Es un poco triste que el estereotipo lector pueda ser acusado de lánguido, y tanto más que ese estereotipo llegue a confirmarse no pocas veces en los autores. No nos desviemos pensando a caso en los grandes escritores y poetas boxeadores, o los marineros, o los soldados. El peor tipo de desvalido, físicamente hablando, podría ser el academista profesional, a quien además suele achacársele el peso de la vejez.
En fin, no sé si escribir envejece o si es una actividad que solo se encuentra lograda cuando las canas ya no se buscan, el caso es que parece ligarse y venir en el deterioro del cuerpo. La oposición de la vida y la literatura, tan desgastada como es, no podría figurársenos menos radical que aquella del cuerpo y el espíritu. En la pura materialidad del sudor, y en la inmaterialidad de la palabra. ¿No es así por fuerza la palabra? ¿un objeto inmaterial? El escritor pues, es el del músculo imaginario, donde radican sus mayores logros y sus más penosas flaquezas.
Aunque quizás exagero, podrían ser bastante más penosas las desventuras o inconstancias del cuerpo escritor. Nunca, o acaso siempre, la noción de un cuerpo académico se nos ha figurado tan impotente. Y es que si se suscribe a una teoría literaria de lo vivencial presuponemos que los grandes autores han tenido experiencias asombrosa, o su literatura no lo sería. Pero fallamos tal vez en traducir que el asombro ante la realidad puede venir de su tarea de novedad y desconocimiento, que puede ser aún más magnífica la expresión sobre el mundo desconocido y bien descubierto, que la experimentación de las cotidianas aventuras. Quince mil excepciones habrá en estas circunstancias ya descritar, pero podemos incar tantos aciertos en este objeto.
Se sabe, no obstante, que la experiencia del cuerpo no se suprime. Nada más presente, nada más impuesto en nuestra existencia que los placeres y las desdichas de las experiencias físicas. Inconstante o torpe, toda sensualidad proviene también de la experiencia de la carne, su expresión tan inexplicable entre deseo y trámite, entre el puje inmediato de las pieles y la imaginación, el romance, amor u odio. Son objetos cercanísimos, tan notoriamente entrelazados que las huellas son del todo tangibles. Un cuerpo puede sentirse capaz de amar, y ser incapaz de amar. En esa duda sensorial encontramos sencillas ficciones silenciosas, que damos por hechas y nos repetimos día tras día. Acaso el escritor barato recurre a ellas en lo constante.

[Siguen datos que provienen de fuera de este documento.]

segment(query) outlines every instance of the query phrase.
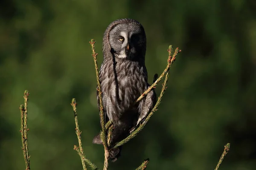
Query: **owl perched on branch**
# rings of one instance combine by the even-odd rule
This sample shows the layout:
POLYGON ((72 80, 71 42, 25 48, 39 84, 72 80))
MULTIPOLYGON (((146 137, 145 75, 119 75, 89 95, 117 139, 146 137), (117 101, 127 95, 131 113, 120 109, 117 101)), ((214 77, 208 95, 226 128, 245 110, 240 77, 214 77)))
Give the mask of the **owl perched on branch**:
MULTIPOLYGON (((134 20, 113 21, 104 33, 99 81, 106 121, 111 121, 113 125, 112 144, 128 135, 155 104, 156 95, 154 90, 134 103, 150 86, 145 62, 146 45, 144 28, 134 20)), ((97 98, 99 103, 98 92, 97 98)), ((99 135, 94 137, 93 142, 102 144, 99 135)), ((116 160, 119 149, 112 149, 110 158, 116 160)))

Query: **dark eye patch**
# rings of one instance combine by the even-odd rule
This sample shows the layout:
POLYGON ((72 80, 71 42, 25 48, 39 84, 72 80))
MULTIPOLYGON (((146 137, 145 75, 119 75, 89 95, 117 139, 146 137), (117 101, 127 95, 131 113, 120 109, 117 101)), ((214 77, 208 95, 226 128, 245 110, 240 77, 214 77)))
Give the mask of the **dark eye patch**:
POLYGON ((141 35, 140 34, 134 34, 131 36, 131 40, 133 42, 139 41, 141 35))

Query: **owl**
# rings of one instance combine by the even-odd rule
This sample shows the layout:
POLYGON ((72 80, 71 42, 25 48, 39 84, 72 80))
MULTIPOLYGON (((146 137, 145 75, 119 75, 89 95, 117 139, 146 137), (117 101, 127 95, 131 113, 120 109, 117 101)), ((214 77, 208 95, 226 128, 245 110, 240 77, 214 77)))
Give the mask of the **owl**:
MULTIPOLYGON (((144 28, 134 20, 114 21, 104 33, 99 81, 106 121, 111 121, 113 125, 111 139, 112 144, 127 136, 155 104, 154 90, 134 104, 150 86, 145 65, 146 45, 144 28)), ((99 106, 98 91, 97 99, 99 106)), ((94 137, 93 143, 102 144, 99 135, 94 137)), ((111 150, 112 160, 119 155, 120 149, 111 150)))

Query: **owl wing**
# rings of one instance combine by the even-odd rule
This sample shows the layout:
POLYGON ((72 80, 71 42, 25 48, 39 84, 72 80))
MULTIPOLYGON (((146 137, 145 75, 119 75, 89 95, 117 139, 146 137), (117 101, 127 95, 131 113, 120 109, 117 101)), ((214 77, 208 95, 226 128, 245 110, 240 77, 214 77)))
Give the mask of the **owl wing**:
MULTIPOLYGON (((148 84, 148 88, 150 85, 148 84)), ((149 112, 154 108, 157 102, 157 94, 153 89, 144 98, 140 101, 139 105, 140 111, 138 120, 135 127, 138 125, 146 118, 149 112)))

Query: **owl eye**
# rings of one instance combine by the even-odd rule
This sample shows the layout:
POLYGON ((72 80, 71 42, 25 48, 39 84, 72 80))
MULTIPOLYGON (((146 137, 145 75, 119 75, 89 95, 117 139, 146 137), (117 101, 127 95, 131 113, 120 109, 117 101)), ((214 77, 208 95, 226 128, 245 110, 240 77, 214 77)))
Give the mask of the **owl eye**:
POLYGON ((119 39, 119 40, 121 42, 122 42, 124 41, 124 37, 120 37, 119 39))

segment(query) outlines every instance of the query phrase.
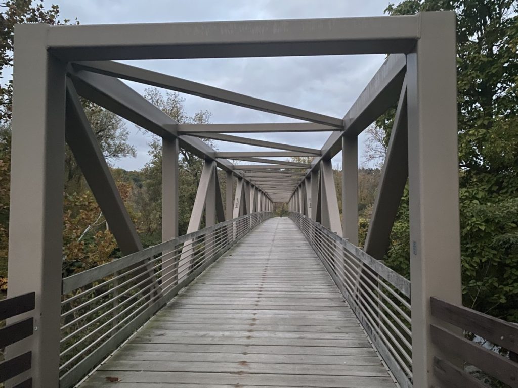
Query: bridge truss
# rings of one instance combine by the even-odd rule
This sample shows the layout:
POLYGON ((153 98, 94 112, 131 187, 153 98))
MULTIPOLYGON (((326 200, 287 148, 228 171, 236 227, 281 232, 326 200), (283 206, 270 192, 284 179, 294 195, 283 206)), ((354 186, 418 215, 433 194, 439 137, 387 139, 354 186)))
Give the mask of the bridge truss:
MULTIPOLYGON (((178 237, 180 146, 205 161, 188 233, 199 229, 204 217, 206 226, 210 227, 247 214, 271 211, 274 202, 288 202, 290 211, 306 217, 305 222, 316 221, 357 245, 357 137, 397 106, 364 250, 375 259, 382 259, 408 179, 411 371, 399 374, 398 380, 402 386, 411 381, 415 386, 435 384, 436 378, 429 371, 433 369, 434 357, 442 352, 431 339, 434 318, 430 297, 461 303, 455 24, 454 13, 445 12, 347 19, 17 26, 9 292, 17 295, 36 291, 37 330, 32 341, 13 345, 9 351, 32 352, 34 386, 55 386, 59 379, 65 141, 122 252, 130 255, 142 248, 80 96, 163 139, 164 243, 178 237), (375 53, 390 55, 341 118, 112 62, 375 53), (121 80, 303 122, 181 124, 121 80), (332 134, 320 150, 229 135, 282 131, 294 135, 308 131, 332 134), (271 150, 217 152, 200 138, 271 150), (340 151, 343 220, 331 165, 332 158, 340 151), (290 156, 314 159, 307 165, 270 159, 290 156), (237 165, 231 160, 251 164, 237 165), (217 168, 226 172, 226 211, 217 168)), ((229 229, 225 235, 230 233, 229 229)), ((193 246, 194 238, 182 244, 193 246)), ((189 258, 189 253, 177 254, 180 265, 189 258)))

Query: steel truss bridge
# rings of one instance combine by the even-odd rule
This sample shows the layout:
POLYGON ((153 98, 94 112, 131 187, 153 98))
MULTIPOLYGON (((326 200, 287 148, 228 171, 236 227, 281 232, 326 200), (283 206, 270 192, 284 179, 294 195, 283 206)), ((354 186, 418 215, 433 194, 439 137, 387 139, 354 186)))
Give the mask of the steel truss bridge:
POLYGON ((515 324, 462 304, 454 13, 23 24, 15 37, 6 386, 487 386, 466 365, 518 386, 515 363, 463 335, 518 352, 515 324), (387 53, 343 117, 112 62, 387 53), (123 80, 300 122, 181 124, 123 80), (163 139, 162 243, 142 248, 80 97, 163 139), (396 106, 361 248, 357 137, 396 106), (242 135, 309 131, 332 135, 320 150, 242 135), (267 150, 217 152, 200 138, 267 150), (63 278, 65 142, 126 256, 63 278), (205 160, 180 236, 179 146, 205 160), (294 156, 314 157, 271 159, 294 156), (407 180, 410 279, 382 261, 407 180), (289 218, 273 217, 274 202, 289 218))

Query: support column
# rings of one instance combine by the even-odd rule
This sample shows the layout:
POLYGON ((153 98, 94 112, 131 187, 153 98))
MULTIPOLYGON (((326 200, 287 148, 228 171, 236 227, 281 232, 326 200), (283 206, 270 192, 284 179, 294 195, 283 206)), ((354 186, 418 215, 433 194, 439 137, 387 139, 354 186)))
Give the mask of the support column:
MULTIPOLYGON (((162 242, 178 236, 178 140, 162 138, 162 242)), ((171 287, 178 277, 167 257, 162 261, 163 290, 171 287)))
POLYGON ((225 213, 227 221, 231 220, 233 218, 234 208, 233 204, 234 201, 232 200, 234 198, 233 195, 233 192, 234 174, 232 173, 232 171, 227 171, 225 198, 225 202, 226 205, 226 207, 225 209, 225 213))
POLYGON ((358 138, 342 137, 342 229, 358 245, 358 138))
POLYGON ((32 352, 35 388, 57 386, 60 364, 65 65, 47 52, 49 28, 15 27, 8 296, 35 291, 36 305, 34 334, 7 355, 32 352))
POLYGON ((178 139, 162 139, 162 241, 178 236, 178 139))
POLYGON ((311 207, 311 219, 316 220, 317 197, 319 195, 319 173, 313 170, 311 172, 311 200, 310 201, 311 207))
POLYGON ((430 296, 462 304, 455 14, 421 13, 421 37, 407 55, 413 380, 434 376, 430 296))

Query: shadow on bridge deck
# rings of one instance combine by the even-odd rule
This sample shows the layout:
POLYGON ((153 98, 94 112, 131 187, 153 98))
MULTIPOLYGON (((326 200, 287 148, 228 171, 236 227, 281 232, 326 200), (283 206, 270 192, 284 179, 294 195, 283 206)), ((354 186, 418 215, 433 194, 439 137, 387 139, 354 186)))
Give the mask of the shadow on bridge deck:
POLYGON ((299 229, 272 218, 188 287, 81 388, 395 387, 299 229))

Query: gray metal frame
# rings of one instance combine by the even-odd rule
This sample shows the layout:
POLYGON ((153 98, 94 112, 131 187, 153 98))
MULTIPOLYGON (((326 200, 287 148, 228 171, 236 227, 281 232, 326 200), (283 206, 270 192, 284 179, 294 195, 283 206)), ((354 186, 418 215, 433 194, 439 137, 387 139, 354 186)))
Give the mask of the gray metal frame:
MULTIPOLYGON (((7 352, 16 355, 32 351, 30 377, 35 386, 56 386, 59 379, 65 136, 97 200, 107 218, 110 217, 110 227, 114 234, 117 231, 121 248, 126 244, 125 251, 141 249, 114 190, 109 170, 78 110, 78 95, 163 138, 164 242, 178 234, 178 147, 181 146, 205 161, 189 233, 199 228, 204 217, 209 226, 217 218, 221 222, 223 218, 228 221, 257 211, 270 211, 274 202, 287 202, 291 211, 309 217, 308 222, 310 219, 320 222, 337 238, 343 235, 357 244, 357 136, 399 100, 365 250, 378 259, 384 254, 408 171, 412 379, 415 386, 437 383, 428 372, 434 356, 441 355, 430 340, 430 297, 456 304, 461 300, 453 12, 214 23, 25 24, 16 26, 15 36, 9 293, 12 296, 35 290, 36 297, 32 340, 9 347, 7 352), (391 55, 343 118, 111 62, 386 53, 391 55), (306 122, 182 124, 119 79, 306 122), (308 130, 332 133, 321 150, 221 133, 308 130), (78 141, 80 137, 84 141, 78 141), (200 138, 280 151, 217 152, 200 138), (331 158, 340 151, 342 220, 330 165, 331 158), (268 158, 297 155, 315 157, 311 165, 268 158), (228 159, 255 164, 234 164, 228 159), (226 172, 224 213, 218 168, 226 172), (233 198, 234 177, 237 183, 233 198), (391 187, 393 182, 396 183, 391 187), (32 271, 27 272, 27 268, 32 271)), ((239 227, 227 228, 226 233, 235 234, 239 227)), ((217 243, 206 243, 208 247, 217 243)), ((189 244, 184 242, 179 265, 193 256, 185 250, 189 244)), ((333 262, 341 268, 343 263, 336 261, 339 255, 336 249, 334 251, 333 262)), ((358 268, 364 268, 363 262, 358 262, 358 268)), ((364 273, 358 273, 361 277, 364 273)), ((174 283, 177 275, 173 272, 165 280, 174 283)), ((394 374, 401 376, 401 372, 394 374)))

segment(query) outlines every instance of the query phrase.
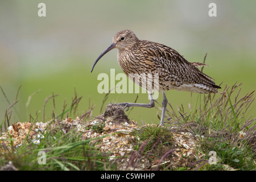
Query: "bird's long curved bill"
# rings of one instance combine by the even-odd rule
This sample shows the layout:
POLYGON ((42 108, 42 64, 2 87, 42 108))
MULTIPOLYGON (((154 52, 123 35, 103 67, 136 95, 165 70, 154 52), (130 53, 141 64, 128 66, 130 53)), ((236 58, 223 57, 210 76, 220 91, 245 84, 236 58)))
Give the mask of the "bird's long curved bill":
POLYGON ((92 71, 90 71, 90 72, 92 72, 92 71, 93 71, 93 68, 94 68, 95 65, 96 65, 98 61, 98 60, 103 56, 104 56, 108 52, 112 50, 113 49, 115 48, 115 43, 112 43, 112 44, 110 45, 110 46, 109 46, 106 50, 105 50, 104 52, 103 52, 100 55, 100 56, 98 56, 98 57, 96 59, 96 60, 94 62, 94 64, 93 64, 93 66, 92 68, 92 71))

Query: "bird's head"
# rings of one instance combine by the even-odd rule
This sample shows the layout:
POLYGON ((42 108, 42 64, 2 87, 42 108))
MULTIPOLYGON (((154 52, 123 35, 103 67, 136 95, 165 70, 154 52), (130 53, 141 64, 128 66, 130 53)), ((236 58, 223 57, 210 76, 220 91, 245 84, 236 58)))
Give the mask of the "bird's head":
POLYGON ((134 33, 129 30, 122 30, 114 36, 113 38, 113 43, 104 52, 103 52, 100 56, 95 61, 94 64, 92 68, 92 72, 94 66, 98 61, 104 56, 108 52, 117 48, 119 50, 122 50, 125 48, 132 48, 135 45, 139 39, 134 33))

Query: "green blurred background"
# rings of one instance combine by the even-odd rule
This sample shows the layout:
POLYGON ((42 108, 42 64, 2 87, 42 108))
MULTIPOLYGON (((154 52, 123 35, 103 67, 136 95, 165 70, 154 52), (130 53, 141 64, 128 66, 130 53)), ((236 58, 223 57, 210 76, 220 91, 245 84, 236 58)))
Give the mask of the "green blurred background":
MULTIPOLYGON (((55 113, 60 114, 66 99, 70 104, 74 88, 82 96, 78 114, 95 104, 93 117, 100 114, 105 94, 97 92, 100 73, 115 68, 122 73, 117 49, 106 54, 93 73, 92 66, 123 29, 133 30, 140 39, 156 42, 174 48, 190 61, 203 62, 208 53, 204 72, 233 85, 243 82, 243 96, 256 89, 256 1, 0 1, 0 85, 10 102, 22 85, 12 115, 15 122, 26 121, 42 110, 46 98, 55 98, 55 113), (46 17, 39 17, 38 5, 46 5, 46 17), (217 5, 217 17, 209 17, 208 5, 217 5), (26 109, 29 96, 32 97, 26 109), (89 102, 89 101, 90 101, 89 102), (18 113, 18 114, 17 114, 18 113)), ((117 82, 117 81, 116 82, 117 82)), ((221 92, 221 89, 220 90, 221 92)), ((198 94, 171 90, 167 98, 175 109, 182 104, 195 107, 198 94)), ((137 94, 110 94, 106 102, 134 102, 137 94)), ((162 94, 157 100, 162 101, 162 94)), ((138 102, 148 102, 140 94, 138 102)), ((9 104, 0 93, 0 121, 9 104)), ((156 105, 158 107, 159 105, 156 105)), ((249 110, 256 114, 255 103, 249 110)), ((52 101, 46 117, 51 118, 52 101)), ((134 108, 131 119, 158 123, 159 109, 134 108)))

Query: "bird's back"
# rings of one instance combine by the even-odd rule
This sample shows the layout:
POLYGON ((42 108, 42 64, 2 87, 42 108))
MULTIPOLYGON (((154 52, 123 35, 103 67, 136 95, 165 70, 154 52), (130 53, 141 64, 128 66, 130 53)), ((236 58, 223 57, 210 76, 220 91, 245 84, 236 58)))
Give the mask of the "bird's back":
POLYGON ((217 93, 213 78, 202 73, 177 51, 162 44, 139 40, 132 49, 118 51, 118 63, 126 75, 157 73, 160 90, 176 89, 217 93))

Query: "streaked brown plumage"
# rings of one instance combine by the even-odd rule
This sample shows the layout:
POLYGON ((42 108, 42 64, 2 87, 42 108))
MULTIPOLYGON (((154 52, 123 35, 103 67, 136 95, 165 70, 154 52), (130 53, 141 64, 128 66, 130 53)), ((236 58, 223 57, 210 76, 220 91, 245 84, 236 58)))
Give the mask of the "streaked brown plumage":
MULTIPOLYGON (((127 76, 130 73, 158 74, 159 90, 164 97, 162 125, 167 103, 164 90, 176 89, 200 93, 218 93, 217 89, 221 88, 215 84, 213 78, 197 68, 207 65, 189 63, 174 49, 162 44, 139 40, 129 30, 121 31, 114 36, 112 44, 100 55, 92 72, 101 57, 115 48, 118 49, 118 63, 127 76)), ((148 94, 150 97, 152 96, 151 92, 148 94)), ((152 97, 150 98, 148 104, 127 102, 121 104, 128 109, 130 106, 134 106, 152 107, 154 102, 152 97)))

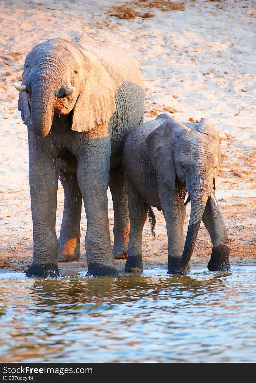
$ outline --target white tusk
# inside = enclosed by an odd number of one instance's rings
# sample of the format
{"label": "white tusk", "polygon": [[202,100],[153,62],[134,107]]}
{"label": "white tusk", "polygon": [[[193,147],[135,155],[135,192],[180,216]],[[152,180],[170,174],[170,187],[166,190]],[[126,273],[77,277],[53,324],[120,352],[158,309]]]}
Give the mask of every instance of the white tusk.
{"label": "white tusk", "polygon": [[25,92],[27,90],[25,85],[20,85],[17,82],[15,82],[13,85],[17,90],[19,90],[20,92]]}
{"label": "white tusk", "polygon": [[188,199],[188,198],[189,198],[189,194],[187,192],[187,193],[186,193],[186,195],[185,195],[185,200],[184,200],[184,203],[186,203],[186,202],[187,201],[187,199]]}
{"label": "white tusk", "polygon": [[65,94],[66,96],[71,96],[72,94],[73,94],[74,92],[75,87],[72,87],[72,88],[70,88],[69,89],[67,89],[65,92]]}
{"label": "white tusk", "polygon": [[212,201],[214,203],[215,205],[215,206],[218,206],[218,205],[217,205],[217,203],[216,202],[216,200],[214,198],[214,196],[213,195],[213,194],[212,193],[211,193],[211,194],[210,195],[210,198],[212,200]]}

Una imágen que la asamblea imaginario de los autores envejecidos por la edad me evoca la noción de que el cuerpo que envejece no se deteriora, sino que recobra consiencia de lo que es. No se siente ya digno de las colosales hazañas de Hércules, y comprende que en las leyendas de piedra gastada no se reivindicará su apolónica figura. El cuerpo se acerca al sentir del instante, ganando la capacidad que acaso nunca tuvo de mezclarse consigo mismo en el instante presente. No pocas veces se ha aventurado la idea de que la noción del tiempo cambia drásticamente con respecto a la edad, me parece verosímil que la memoria del cuerpo cause dicha distorsión.
A veces pienso que solo a través del cuerpo, del espacio vital, de los vacíos y las corrientes de aire, que solo a través de eso el lenguaje llega a tener sentido. No solo el lenguaje, sino los otros seres humanos, el cuerpo humano está absolutamente siempre rodeado de espacio, indistintamente embarrado en su piel, o dentro de sí, cuya insistente caricia no ignoramos pero no causa otra ansia que la indiferencia. Creo en la poesía, y me parece que responde a este modo de contemplación, a un espacio del cuerpo en el que se intenta resentir, como si no fuese una simple añadidura y redundancia, el efecto que el objeto mismo de la voz/el sentido/la escritura tiene en nosotros. Físicamente, guturalmente. Para no maldecir el destino que es la vejez, me gusta pensar que en ella se contempla en cierta forma este tipo de poesía, aquella en donde la sorpresa y la novedad ya no dibujan el menor atractivo, pues la imaginación no es una escala de variables coloridas, sino la satisfactoria sensación de nuestros estímulos táctiles.
Y pienso, en medio de tanta extraña edad, que estoy viejo y que he querido a mi cuerpo como es, con todo y sus faltas. Pero no debo serlo tanto, porque a veces me imagino que los cuerpos, como el mío o el suyo, podrían ser otra cosa. Aún.